I’ve got enough gazpacho for everyone

September 17, 2007

It's been a long time since I can say that I really "did" something on the weekend. Oh sure, with the vast array of gaming consoles at my beck and call I can produce copious amounts of fun. I've been replaying Bioshock, alternating between exploring Metroid Prime 3's glorious environments and slogging through the awful plot, and running through Azeroth's verdant fields. But I never feel like things have been accomplished that don't involve a digital auction house.

It must be the "other person" factor. The solitary, misshapen lump that I am, I don't find myself with visitors more than once a week, and those folks arrive with the inevitability of indentured serv... ah, I mean, good friends and excellent company without whose moral support I would surely crumble into dust. Goodness it's hard to write a candid personal journal and then post it online for everyone to read. Yes.

But you can't kill him if he's wearing people clothes!

This weekend I found myself at the beach, a location on the Florida coast you can find in Google Maps if you type in "Carnival Ln." Really. Google might ask you if you're an idiot and meant "carnival in" instead, but no, this is apparently the only place on earth so titled. I went there as part of a company retreat... not my company exactly, but how often does that stop me? Two dozen or so people whose names I can barely retain despite their normalcy accepted me as a fringe member of one of their own and let me join in their reindeer games. There was a two story water slide, jet skis (which ran out of gas when I approached them - perfect timing) and the beach. Oh, and a pig to eat. No, not bacon, not a slice of ham, but a whole pig slit lengthwise down the belly and flattened on a tray for you to carve pieces of meat for yourself.

If I were the focal character of The Truman Show this is where the analysts would be talking about my sheltered life. I've never really seen a dead land animal that you're supposed to eat and isn't behind frosted glass at Publix. The face of the pig was unblemished, spread apart like a texture for a character in a video game. I'm looking for a word that's a step or two down from "horrified," but I can't find one. I've never had a problem eating meat, and haven't instantly turned vegetarian (as evidenced by my trip to Jimmy John's for lunch yesterday), but it was still pretty disturbing. Still, in order to not offend the host (who was crowing about the pig), I had a little bit from an already cut-up area. It didn't taste any different from any other pulled pork I've ever tried, but after I ate my meager portion I satisfied my appetite with the fried shrimp.

I don't like the beach, and the beach doesn't like me.
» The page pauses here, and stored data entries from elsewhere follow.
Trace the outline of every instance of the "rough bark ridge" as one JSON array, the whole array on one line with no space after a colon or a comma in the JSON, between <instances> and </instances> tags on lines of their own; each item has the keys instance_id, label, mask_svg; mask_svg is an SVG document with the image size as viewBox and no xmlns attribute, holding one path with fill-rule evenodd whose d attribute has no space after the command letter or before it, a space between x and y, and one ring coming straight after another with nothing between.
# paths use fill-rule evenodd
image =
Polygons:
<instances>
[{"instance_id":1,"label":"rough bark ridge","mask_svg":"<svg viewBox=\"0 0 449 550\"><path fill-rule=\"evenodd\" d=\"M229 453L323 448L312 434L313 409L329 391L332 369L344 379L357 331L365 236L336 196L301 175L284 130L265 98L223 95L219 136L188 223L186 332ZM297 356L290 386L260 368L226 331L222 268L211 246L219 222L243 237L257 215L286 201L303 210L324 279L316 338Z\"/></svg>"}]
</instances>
I got a suntan on the one part of my body I neglected to put lotion on: my stupid advanced male pattern baldness head. I look like I'm permanently embarrassed about something, which I guess would be accurate. My Auto Assault hat was useless at PAX, but it could have saved me the agony of brushing my wisps of hair on Sunday. Lesson learned.

Is that how you ride a horse, Moiraine?

My guess is that all Wheel of Time fans thought the same thing when Robert Jordan passed away: great, now it's gonna take even longer for the final book to come out. The only famous person I could reasonably impersonate (by signing letters as "Jordan R") has kicked the bucket, meaning the wait for the final book may actually be eternal. My good friend PrintError recommends A Song of Ice and Fire, so I'll give that series a try once I'm done thumbing through Revelation Space again.

Halo 3 arrives in eight days. It went gold a month before release; surely Microsoft intends to sell as many copies as they can print. In reality I haven't been affected by its insipid marketing campaign, but I enjoy the spectator sport of pointing and laughing. My pre-order is fully paid and I'm ready to "Finish the Fight," or at least see the only game on the Xbox that has more hype behind it than Bioshock. After some deliberation I'm ready to hazard a guess at Gamespot's final review score. They're using a 19-point scale, which makes this much easier. Let me place my bets on a solid 9.0.

If I'm wrong, may I be forced to read the lunacy that is Sony Defense Force every day for a year.